- Occupations: Developmental-behavioral pediatrician, author and academic

Academic background
- Education: BA psychology, PhD developmental psychology, MD
- Alma mater: University of Pennsylvania University of California, San Diego

Academic work
- Institutions: Stanford University

= Heidi M. Feldman =

American pediatrician

Heidi M. Feldman is an American developmental-behavioral pediatrician, author, and academic. She is the Ballinger-Swindells Endowed Professor of Developmental and Behavioral Pediatrics in the Department of Pediatrics at Stanford University and is the Service Chief of Developmental-Behavioral Pediatrics at Stanford Medicine Children's Health.

Feldman's publications include journal articles and books, including The Parent's Guide to Speech and Language Problems, Redesigning Health Care for Children with Disabilities, and Developmental-Behavioral Pediatrics.

Feldman is a member of the 2020 inaugural cohort of the National Academy of Distinguished Educators in Pediatrics.

==Education and career==
Feldman earned her BA degree from the University of Pennsylvania, majoring in psychology, in 1970. She spent a gap year in Panama, working as a research assistant at the Smithsonian Tropical Research Institute. She then returned to the University of Pennsylvania to complete a PhD in developmental psychology in 1975. In 1979, she received an MD from the University of California, San Diego School of Medicine, where she also completed her internship and residency, followed by fellowship training in developmental-behavioral pediatrics at Boston Children's Hospital in 1984.

In 1984, Feldman joined the faculty of the University of Pittsburgh School of Medicine and the Children's Hospital of Pittsburgh. She moved to Stanford University School of Medicine and Lucile Packard Children's Hospital in 2006.

Feldman has been the president of the Society of Developmental-Behavioral Pediatrics.

==Research==
Feldman has studied the development and resilience of language in children with atypical experiences or neurodevelopmental risks, including those who are deaf and blind, have early brain injury, experience chronic otitis media, are born preterm, or have developmental-behavioral conditions.

Feldman examined how children develop communication in the absence of language models through a longitudinal observation study that evaluated deaf children of hearing parents who were not exposed to sign language or verbal language. The results showed that the children created a manual-gestural system called "home sign," a structured system that included many features of spoken language.

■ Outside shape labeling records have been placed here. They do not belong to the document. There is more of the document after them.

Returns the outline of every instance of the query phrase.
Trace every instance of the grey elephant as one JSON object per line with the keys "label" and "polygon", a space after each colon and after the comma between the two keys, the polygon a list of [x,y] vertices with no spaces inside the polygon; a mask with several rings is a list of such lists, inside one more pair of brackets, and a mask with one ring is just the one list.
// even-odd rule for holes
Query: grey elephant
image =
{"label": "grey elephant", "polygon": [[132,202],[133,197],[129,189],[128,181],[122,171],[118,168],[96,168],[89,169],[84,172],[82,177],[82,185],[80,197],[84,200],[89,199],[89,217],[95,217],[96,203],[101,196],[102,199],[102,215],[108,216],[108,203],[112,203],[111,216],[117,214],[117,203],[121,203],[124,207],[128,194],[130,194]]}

Feldman investigated how properties of white matter in the brain relate to language and reading outcomes in children born preterm. Her research addressed the elevated risk of neurodevelopmental disorders, including impairments in language, cognition, and reading, among children born very or extremely preterm. Using diffusion MRI (dMRI) to characterize white matter, she conducted observational studies that combined neuroimaging and behavioral assessments to explore whether disruptions in white matter might underlie these outcomes. Her findings showed that children born preterm exhibited specific difficulties in linguistic processing speed, verbal memory, and reading comprehension, with group differences in white matter microstructure remaining stable across childhood.

==Awards and honors==
- 2012 – C. Anderson Aldrich Award, American Academy of Pediatrics
- 2016 – Clinical Research Award of Excellence, Stanford University
- 2020 – Inaugural Fellow, National Academy of Distinguished Educators in Pediatrics

==Bibliography==
===Books===
- "The Parent's Guide to Speech and Language Problems" (2007)
- "Redesigning Health Care for Children with Disabilities: Strengthening Inclusion, Contribution, and Health" (2013)
- "Developmental-Behavioral Pediatrics, Fifth Edition" (2022)

===Selected articles===
- Committee on Quality Improvement (2000). "Clinical practice guideline: diagnosis and evaluation of the child with attention-deficit/hyperactivity disorder"
- Subcommittee on Attention-Deficit/Hyperactivity Disorder (2001). "Clinical practice guideline: treatment of the school-aged child with attention-deficit/hyperactivity disorder"
- Loe, I. M. (2007). "Academic and educational outcomes of children with ADHD"
- Subcommittee on Attention-Deficit/Hyperactivity Disorder (2011). "ADHD: clinical practice guideline for the diagnosis, evaluation, and treatment of attention-deficit/hyperactivity disorder in children and adolescents"
- Yeatman, J. D. (2012). "Tract profiles of white matter properties: automating fiber-tract quantification"
- Lin, I. Y. (2025). "Family Navigation for Children with Autism: A Scoping Review of Quantitative and Qualitative Evidence"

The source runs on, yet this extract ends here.